Question: The luminous dials of watches are usually made by mixing a zinc sulphide phosphor with an \(\alpha -...

Question

The luminous dials of watches are usually made by mixing a zinc sulphide phosphor with an $\alpha -$ particle emitter. The mass of radium (mass number 226, half-life 1620 years) that is needed to produce an average of $10\alpha -$ particles per second for this purpose is
(A) $2.77mg$
(B) $2.77g$
(C) $2.77 \times {10^{23}}g$
(D) $2.77 \times {10^{ - 10}}g$

Answer 1

Solution

Hint
We can find the decay constant of the radium with the help of its half-life. The rate of decay is needed to be 10. So from the first-order decay reaction, we can find the total number of atoms of radium needed. From there we can find the number of moles of radium and thereafter the total mass from the mass number 226.
In this solution, we will be using the following formula,
$\lambda = \dfrac{{\ln 2}}{{{t_{{1 \mathord{\left/ {\vphantom {1 2}} \right.} 2}}}}}$
where $\lambda$ is the decay constant and ${t_{{1 \mathord{\left/ {\vphantom {1 2}} \right.} 2}}}$ is the half-life of the radioactive atom.

Complete step by step answer
We are given a radioactive material, radium, having a half-life of 1620 years.

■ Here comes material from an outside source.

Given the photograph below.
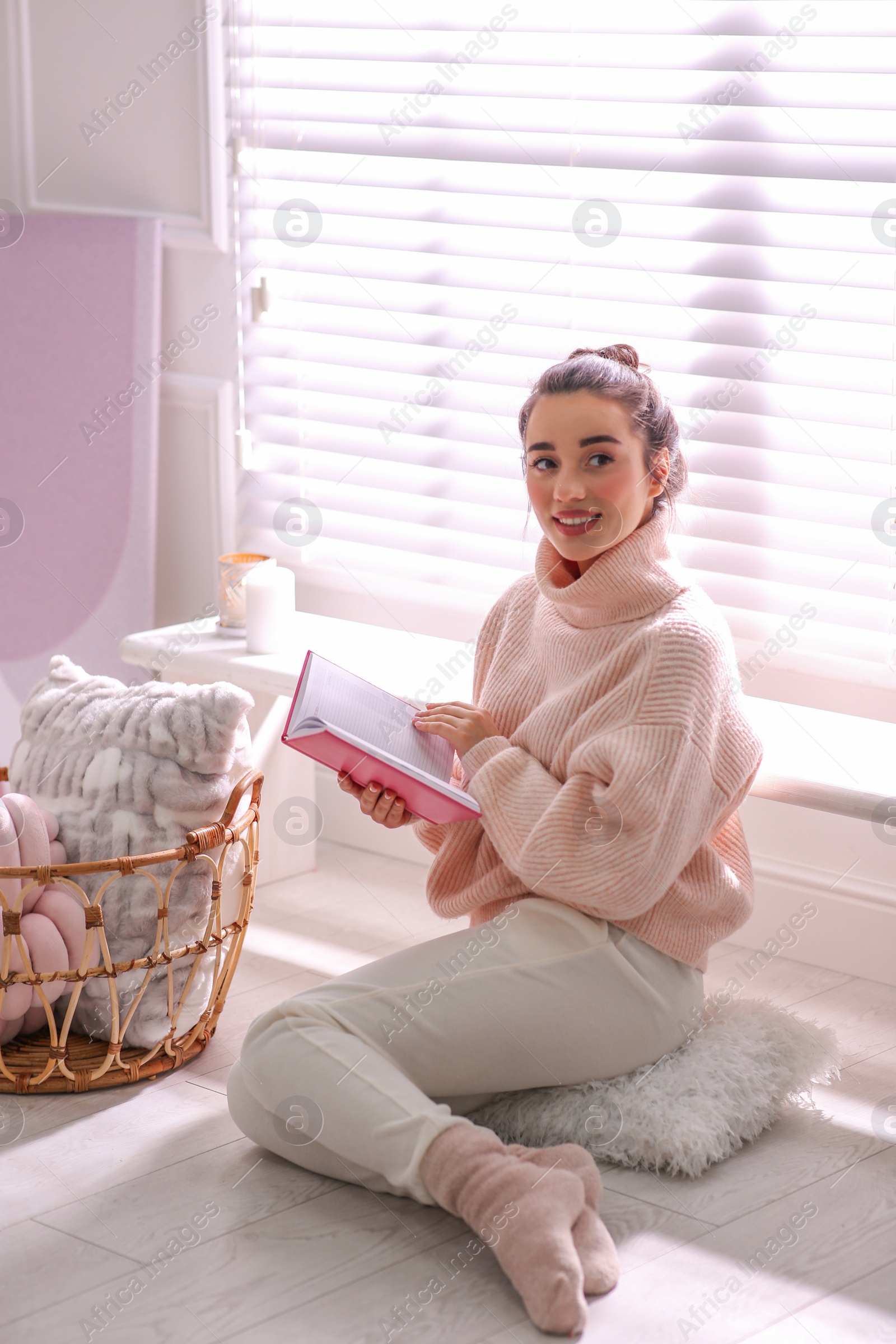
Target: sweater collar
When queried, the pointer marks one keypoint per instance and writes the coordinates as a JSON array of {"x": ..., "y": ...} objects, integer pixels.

So the half-life in terms of seconds is,
${t_{{1 \mathord{\left/ {\vphantom {1 2}} \right.} 2}}} = 1620 \times 365 \times 24 \times 3600 = 5.1 \times {10^{10}}s$
From here we can calculate the decay constant of radium from the formula,
$\lambda = \dfrac{{\ln 2}}{{{t_{{1 \mathord{\left/ {\vphantom {1 2}} \right.} 2}}}}}$
Substituting the values we get,
$\lambda = \dfrac{{\ln 2}}{{5.1 \times {{10}^{10}}s}}$
On calculating e get,
$\lambda = 1.35 \times {10^{ - 11}}{s^{ - 1}}$
From the question, we require the rate of decay of $\alpha -$ particles to be 10 particles per second. Then if $N$ is the number of particles, then
$\dfrac{{dN}}{{dt}} = 10$
Now, from the first-order decay reaction, we have,
$\dfrac{{dN}}{{dt}} = \lambda N$
So substituting the values we get,
$1.35 \times {10^{ - 11}} \times N = 10$
Therefore we can find the number of particles as,
$N = \dfrac{{10}}{{2.19 \times {{10}^{ - 8}}}} = 7.3 \times {10^{11}}$
This is the number of atoms of radium present.
So ${N_A} = 6.023 \times {10^{23}}$ is the number of atoms that are present in 1 mole.
Therefore, $7.3 \times {10^{11}}$ atoms are present in, $\dfrac{{7.3 \times {{10}^{11}}}}{{6.023 \times {{10}^{23}}}} = 1.223 \times {10^{ - 12}}$ moles.
Now in the question, it is given the atomic mass of radium is 226. So 1 mole of radium has a mass of 226g. Therefore, $1.223 \times {10^{ - 12}}$ moles of radium has a mass of $1.223 \times {10^{ - 12}} \times 226 = 2.765 \times {10^{ - 10}}g$
So the mass of radium required is $2.77 \times {10^{ - 10}}g$
The correct option is D.

Note
The half-life of a reaction is the time that is required for the reaction concentration to decrease to exactly half of the initial value. In this question, the half-life of radium is given 1620 years. For a first-order reaction, under a given set of conditions, the half-life is always constant.